Expense growth at not-for-profit and public hospitals in 2016 surpassed revenue growth, according to a May analysis of preliminary sector financial medians by Moody’s Investors Service. The analysis showed almost a complete reversal of 2016 expense and revenue growth compared to 2015, with growth in annual operating expenses rising from 6.2 percent in 2015 to 7.5 percent last year, while annual operating revenue growth dipped from 7.4 percent to 6.6 percent, according to the anal­­ysis (login required).

“It’s a shift in payer mix, it’s some of the government programs kicking in with some challenges on the hospital side in terms of reimbursement, and more of a more shift in managed Medicaid,” LeMaster said.

Reduced margins have impacted valuations, according to Kresho.

“The smaller players that are struggling don’t have the same capabilities as the larger players,” Kresho said. “They don’t have the payer leverage or the purchasing leverage in general and [face] other things like that that hurt their margins.”

The shrinking margins have increased the need for a strengthened due-diligence process, including the need to be “a lot more granular, in terms of understanding why those facilities aren’t doing as well and what’s causing that,” Kresho said.

On a practical level, that means due diligence work that took potential buyers three to four weeks to perform several years ago can now take a couple of months.

Reform Impact

A nonfactor in deal volume is the accelerating push by congressional Republicans to repeal and replace parts of the Affordable Care Act (ACA). On July 25, the Senate passed a motion to begin debate on a replacement bill this week.

“I don’t think that’s changing the transaction levels,” Kresho said. “And I don’t see people in ruins saying, ‘We’re not doing the deal because of what’s being discussed.’”

Instead, health systems and other entities buying hospitals are looking at some of the potential financial impacts, such as whether Medicaid is a large part of the payer mix at a target hospital. The American Hospital Association most recently objected to the legislation in a July 25 letter to senators, noting that the nonpartisan Congressional Budget Office concluded the latest such bill would reduce the size of future Medicaid spending increases by $842 billion over the coming decade.

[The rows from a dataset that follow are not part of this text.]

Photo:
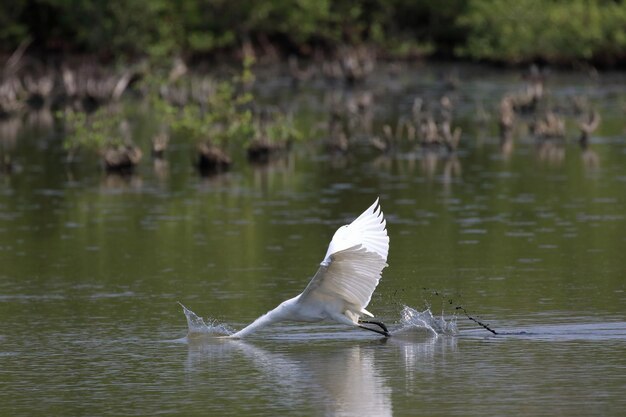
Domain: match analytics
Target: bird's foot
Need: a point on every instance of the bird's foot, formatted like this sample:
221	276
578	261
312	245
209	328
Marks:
384	330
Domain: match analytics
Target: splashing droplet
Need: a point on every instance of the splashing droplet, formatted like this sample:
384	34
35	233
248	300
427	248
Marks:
197	325
411	320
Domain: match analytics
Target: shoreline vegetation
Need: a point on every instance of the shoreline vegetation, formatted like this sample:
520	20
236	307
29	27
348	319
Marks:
71	65
556	32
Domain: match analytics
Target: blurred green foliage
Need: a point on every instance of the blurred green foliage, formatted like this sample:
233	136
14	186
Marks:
93	132
554	31
497	30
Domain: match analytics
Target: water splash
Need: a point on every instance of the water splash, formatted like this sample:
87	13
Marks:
197	325
412	320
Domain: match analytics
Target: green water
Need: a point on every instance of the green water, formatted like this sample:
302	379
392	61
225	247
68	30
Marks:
92	268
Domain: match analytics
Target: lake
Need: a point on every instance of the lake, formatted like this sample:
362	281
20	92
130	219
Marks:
529	241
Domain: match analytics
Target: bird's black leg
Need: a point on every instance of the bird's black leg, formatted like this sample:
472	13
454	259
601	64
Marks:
384	331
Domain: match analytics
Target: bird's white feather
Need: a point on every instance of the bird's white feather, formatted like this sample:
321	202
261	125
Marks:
345	280
369	230
353	264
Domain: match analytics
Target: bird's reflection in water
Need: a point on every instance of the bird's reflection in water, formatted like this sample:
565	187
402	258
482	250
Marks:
341	380
344	381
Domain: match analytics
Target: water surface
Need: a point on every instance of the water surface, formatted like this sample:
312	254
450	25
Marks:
530	242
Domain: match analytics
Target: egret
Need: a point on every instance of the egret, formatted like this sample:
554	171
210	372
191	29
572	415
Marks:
345	280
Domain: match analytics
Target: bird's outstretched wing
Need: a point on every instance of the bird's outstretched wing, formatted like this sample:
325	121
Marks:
353	264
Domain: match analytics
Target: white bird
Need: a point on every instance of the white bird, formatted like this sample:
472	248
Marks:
345	280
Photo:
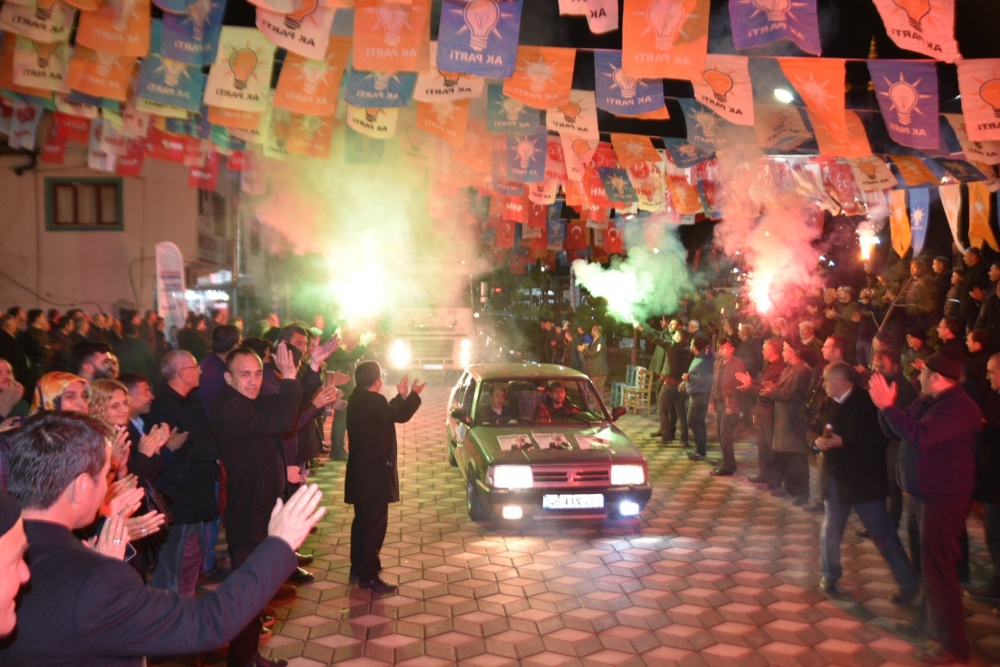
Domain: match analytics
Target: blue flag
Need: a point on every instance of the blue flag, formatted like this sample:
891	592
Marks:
505	114
193	37
479	37
380	90
621	94
919	213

“If Medicaid funding changes dramatically, how does that impact a particular hospital, a particular business?” Kresho said. “They’ll absolutely evaluate that, but that’s not stopping them from doing the deal.”

LeMaster said potential Medicaid revenue losses or increases in uncompensated care have not yet become factors in deals that his organization is tracking.

“People are still too unsure of what is going to happen,” LeMaster said.

Another reason the repeal-and replace push is having less impact is that “a lot of the [M&A] activity continues to be in non-expansion states,” LeMaster said.

Nineteen states opted not to accept the Medicaid eligibility expansion authorized by the ACA.

“And even in a lot of the other states, I still think most of our clients understand they have got to significantly bend the cost/quality curve,” LeMaster said. “What they think is going to happen long-term is unchanged: There’s still going to be pressure on margins and they’re going to have to take up quality” improvement efforts.

The ACA’s future is also seen as a side issue to a strategy driving many deals: regionalization, or an effort to strengthen a system’s presence in a geographic area to bolster its negotiating position with local health plans. 

 “You have all these counter-pressures where I know I need to grow and I need to protect my region, so that continues,” LeMaster said.

Future Surge?

Mid-tier and large-tier hospitals (those with revenues of more than $750 million) have generally avoided M&A offers in recent years. But LeMaster is watching whether that class of hospitals likewise moves to sell if margins tighten further.

“That group has been staunchly independent—not across-the-board, but mostly. If the headwinds get too much stronger, they have to think about their own options,” LeMaster said, referring to payer pressure and the shift to value-based payment.

That would be a big departure from the current M&A landscape, where the average deal involves a $200 million community hospital.